Néanmoins, dans les années qui ont suivi, cette stratégie s’est heurtée à plusieurs obstacles : contexte macroéconomique défavorable et manque de réformes structurelles de la part des Etats membres, mais également faiblesses importantes de sa gouvernance. Ces faiblesses étaient de deux ordres : d’abord, un manque de priorités (sur 2000-2004, plus de 102 objectifs chiffrés se sont ajoutés !), qui a abouti notamment à une multiplication des rapports annuels que devaient soumettre les Etats membres sur différentes politiques ; ensuite, une absence de distinction claire entre ce qui relevait des responsabilités nationales et communautaires, avec pour conséquence un manque d’appropriation politique de cette stratégie au niveau national. En clair, la stratégie de Lisbonne est restée totalement inconnue et personne ne la comprenait vraiment.

C’est pourquoi, à mi-parcours, en 2005, la Commission a repris l’initiative, avec le soutien conjoint du Conseil européen, du Parlement européen et des partenaires sociaux. Elle a remis la stratégie de Lisbonne au cœur de ses priorités et elle a proposé de recentrer cette stratégie sur la croissance et sur l’emploi, qui sont les grandes questions sociales d’aujourd’hui.

Nous savons tous en effet que les défis auxquels souhaite répondre cette stratégie sont plus que jamais d’actualité : croissance démographique faible, vieillissement de la population et mondialisation pèsent sur notre économie, dont l’écart de croissance et d’emploi avec les autres zones du monde ne se réduit pas suffisamment. Nos prévisions montrent ainsi que, du seul fait du vieillissement et en l’absence de réformes structurelles, la capacité de croissance de nos économies, que nous appelons la croissance potentielle, risque de passer de 2-2,25 % à environ 1,25 % d’ici à 2040. L’enjeu principal de cette stratégie telle que nous l’avons relancée en 2005 demeure donc d’augmenter la capacité structurelle de nos économies à créer en Europe davantage de croissance et d’emploi dans les décennies qui viennent.

Ce nouveau partenariat pour la croissance et pour l’emploi propose les mêmes lignes directrices pour les vingt-cinq Etats membres, qui sont loin connaître la même situation socio-économique.
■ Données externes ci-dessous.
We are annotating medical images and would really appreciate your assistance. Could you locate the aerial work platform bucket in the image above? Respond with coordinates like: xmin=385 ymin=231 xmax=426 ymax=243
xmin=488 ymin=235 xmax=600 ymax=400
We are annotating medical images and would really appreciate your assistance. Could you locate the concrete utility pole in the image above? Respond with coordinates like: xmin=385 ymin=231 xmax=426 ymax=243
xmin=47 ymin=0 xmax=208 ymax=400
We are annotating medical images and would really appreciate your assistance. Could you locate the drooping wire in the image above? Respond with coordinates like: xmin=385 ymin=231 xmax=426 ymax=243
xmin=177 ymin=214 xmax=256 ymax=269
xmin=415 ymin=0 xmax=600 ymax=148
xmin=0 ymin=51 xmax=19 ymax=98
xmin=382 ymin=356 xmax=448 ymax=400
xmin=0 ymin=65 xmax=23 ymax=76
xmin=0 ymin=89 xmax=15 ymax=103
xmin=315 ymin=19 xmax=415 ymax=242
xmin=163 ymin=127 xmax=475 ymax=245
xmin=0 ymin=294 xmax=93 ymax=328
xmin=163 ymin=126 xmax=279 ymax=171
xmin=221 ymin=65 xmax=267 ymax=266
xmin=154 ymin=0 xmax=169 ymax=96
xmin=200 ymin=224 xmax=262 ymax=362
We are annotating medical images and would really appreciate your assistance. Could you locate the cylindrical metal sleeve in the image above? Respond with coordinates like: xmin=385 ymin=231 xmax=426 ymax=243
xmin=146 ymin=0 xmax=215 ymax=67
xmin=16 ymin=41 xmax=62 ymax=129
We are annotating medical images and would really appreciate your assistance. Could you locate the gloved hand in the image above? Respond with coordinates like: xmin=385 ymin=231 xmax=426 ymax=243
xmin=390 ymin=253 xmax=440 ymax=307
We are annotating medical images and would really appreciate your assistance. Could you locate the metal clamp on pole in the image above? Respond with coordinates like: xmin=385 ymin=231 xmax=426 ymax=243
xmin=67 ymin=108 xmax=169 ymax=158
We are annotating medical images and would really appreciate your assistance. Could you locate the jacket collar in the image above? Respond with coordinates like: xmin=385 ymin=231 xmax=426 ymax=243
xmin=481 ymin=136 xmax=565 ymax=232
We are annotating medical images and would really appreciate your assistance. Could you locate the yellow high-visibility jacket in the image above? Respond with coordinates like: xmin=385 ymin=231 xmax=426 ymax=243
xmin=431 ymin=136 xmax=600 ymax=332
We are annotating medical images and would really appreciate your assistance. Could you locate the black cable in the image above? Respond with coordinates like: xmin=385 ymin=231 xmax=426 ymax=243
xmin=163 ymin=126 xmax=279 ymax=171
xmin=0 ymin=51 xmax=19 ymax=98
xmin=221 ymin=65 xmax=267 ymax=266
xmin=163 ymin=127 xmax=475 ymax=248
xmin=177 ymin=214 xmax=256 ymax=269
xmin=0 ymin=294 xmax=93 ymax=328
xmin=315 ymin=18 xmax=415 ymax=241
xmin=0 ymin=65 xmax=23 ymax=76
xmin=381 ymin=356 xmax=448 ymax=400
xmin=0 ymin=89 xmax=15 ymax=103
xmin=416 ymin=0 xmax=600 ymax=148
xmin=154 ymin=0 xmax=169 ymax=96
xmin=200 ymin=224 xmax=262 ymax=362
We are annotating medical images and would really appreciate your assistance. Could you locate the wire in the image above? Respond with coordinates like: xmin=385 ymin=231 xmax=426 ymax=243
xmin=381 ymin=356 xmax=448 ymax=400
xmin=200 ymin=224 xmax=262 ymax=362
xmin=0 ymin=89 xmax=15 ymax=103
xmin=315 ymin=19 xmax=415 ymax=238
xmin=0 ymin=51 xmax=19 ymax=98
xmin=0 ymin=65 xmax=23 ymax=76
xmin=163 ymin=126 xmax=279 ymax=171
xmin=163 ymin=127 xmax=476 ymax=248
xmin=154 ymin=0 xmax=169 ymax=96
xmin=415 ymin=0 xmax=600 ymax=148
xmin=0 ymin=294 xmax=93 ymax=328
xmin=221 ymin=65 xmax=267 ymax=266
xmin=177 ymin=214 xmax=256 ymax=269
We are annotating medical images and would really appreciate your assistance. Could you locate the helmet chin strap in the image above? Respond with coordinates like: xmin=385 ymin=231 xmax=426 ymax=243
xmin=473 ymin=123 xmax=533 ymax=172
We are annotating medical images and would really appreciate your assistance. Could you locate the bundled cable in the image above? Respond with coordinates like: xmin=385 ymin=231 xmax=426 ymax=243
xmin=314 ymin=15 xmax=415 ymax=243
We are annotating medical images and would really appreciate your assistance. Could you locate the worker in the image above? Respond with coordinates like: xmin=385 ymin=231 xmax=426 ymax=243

De quelle latitude les Etats disposent-ils pour les adapter à leur environnement ?

Cette question est essentielle. Nous avons en effet procédé en 2005 à une réforme majeure de la gouvernance de cette stratégie, qui a permis de créer les conditions d’une véritable coordination des politiques économiques au niveau européen. D’une part, parallèlement à l’élaboration d’un programme d’action au niveau communautaire, les Etats membres se sont engagés à adopter des programmes nationaux de réforme, dans lesquels ils définissent la manière dont ils comptent mettre en œuvre, pour leur part, les objectifs fixés en commun par le Conseil européen. D’autre part, il a été décidé de fonder clairement ce nouveau partenariat sur les instruments de coordination des politiques économiques et de l’emploi définis par le traité : les grandes orientations de politique économique (article 99) et les lignes directrices pour l’emploi (article 128). Celles-ci ont été mises en cohérence et réunies au sein des “lignes directrices intégrées pour la croissance et pour l’emploi” , adoptées pour trois ans (2005-2008) par le Conseil en juillet 2005.
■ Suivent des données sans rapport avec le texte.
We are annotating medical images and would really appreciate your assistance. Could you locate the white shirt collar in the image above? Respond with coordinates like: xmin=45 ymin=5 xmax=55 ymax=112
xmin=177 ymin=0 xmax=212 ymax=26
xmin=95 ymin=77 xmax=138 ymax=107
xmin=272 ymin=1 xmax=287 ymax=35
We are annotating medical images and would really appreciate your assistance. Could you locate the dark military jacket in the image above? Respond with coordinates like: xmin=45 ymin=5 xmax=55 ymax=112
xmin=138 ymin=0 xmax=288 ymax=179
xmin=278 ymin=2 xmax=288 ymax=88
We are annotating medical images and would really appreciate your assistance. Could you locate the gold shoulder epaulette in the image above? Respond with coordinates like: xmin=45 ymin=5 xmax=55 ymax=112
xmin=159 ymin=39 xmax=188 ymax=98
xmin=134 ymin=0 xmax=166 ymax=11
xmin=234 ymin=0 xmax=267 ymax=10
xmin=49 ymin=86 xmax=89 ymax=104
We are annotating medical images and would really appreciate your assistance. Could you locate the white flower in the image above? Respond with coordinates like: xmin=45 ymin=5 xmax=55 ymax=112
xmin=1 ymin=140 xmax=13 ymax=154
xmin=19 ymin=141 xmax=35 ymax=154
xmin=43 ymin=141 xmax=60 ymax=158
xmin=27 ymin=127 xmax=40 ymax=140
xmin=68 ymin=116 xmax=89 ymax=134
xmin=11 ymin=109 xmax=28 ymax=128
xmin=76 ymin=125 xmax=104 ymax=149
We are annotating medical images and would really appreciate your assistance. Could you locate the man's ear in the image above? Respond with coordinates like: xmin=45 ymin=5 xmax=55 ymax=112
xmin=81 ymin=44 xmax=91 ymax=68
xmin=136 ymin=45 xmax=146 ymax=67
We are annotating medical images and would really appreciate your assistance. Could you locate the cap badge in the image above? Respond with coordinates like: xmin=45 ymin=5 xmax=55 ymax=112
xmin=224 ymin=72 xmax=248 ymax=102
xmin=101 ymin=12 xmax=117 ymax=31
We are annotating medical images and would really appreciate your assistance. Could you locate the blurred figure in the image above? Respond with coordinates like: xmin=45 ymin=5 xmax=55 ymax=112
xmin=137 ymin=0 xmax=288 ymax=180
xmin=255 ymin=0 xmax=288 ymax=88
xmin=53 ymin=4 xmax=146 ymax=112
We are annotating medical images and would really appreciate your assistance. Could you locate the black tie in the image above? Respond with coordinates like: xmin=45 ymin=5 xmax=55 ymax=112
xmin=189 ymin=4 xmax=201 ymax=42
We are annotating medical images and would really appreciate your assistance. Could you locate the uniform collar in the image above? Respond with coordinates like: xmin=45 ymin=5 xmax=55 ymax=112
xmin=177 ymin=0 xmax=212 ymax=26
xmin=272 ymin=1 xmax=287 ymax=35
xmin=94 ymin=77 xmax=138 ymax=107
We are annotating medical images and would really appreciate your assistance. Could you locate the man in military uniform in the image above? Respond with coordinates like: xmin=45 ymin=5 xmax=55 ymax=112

Les Etats membres disposent donc désormais d’une base commune et cohérente pour coordonner leurs politiques économiques et de l’emploi. En même temps, ils restent responsables pour la définition de leur propre politique, en fonction de leur point de départ et des défis spécifiques auxquels ils doivent faire face. A titre d’exemple, l’ensemble des Etats membres ont indiqué lors du Conseil européen de printemps de cette année l’objectif qu’ils se fixaient pour 2010 en termes de % du PIB consacré à la R&D, et cet objectif diffère bien sûr : il va ainsi de 4 % pour la Finlande et la Suède (dont les taux sont aujourd’hui de 3,51 et 3,74 %) à 0,75 % pour Malte (dont le taux s’établit aujourd’hui à 0,27 %).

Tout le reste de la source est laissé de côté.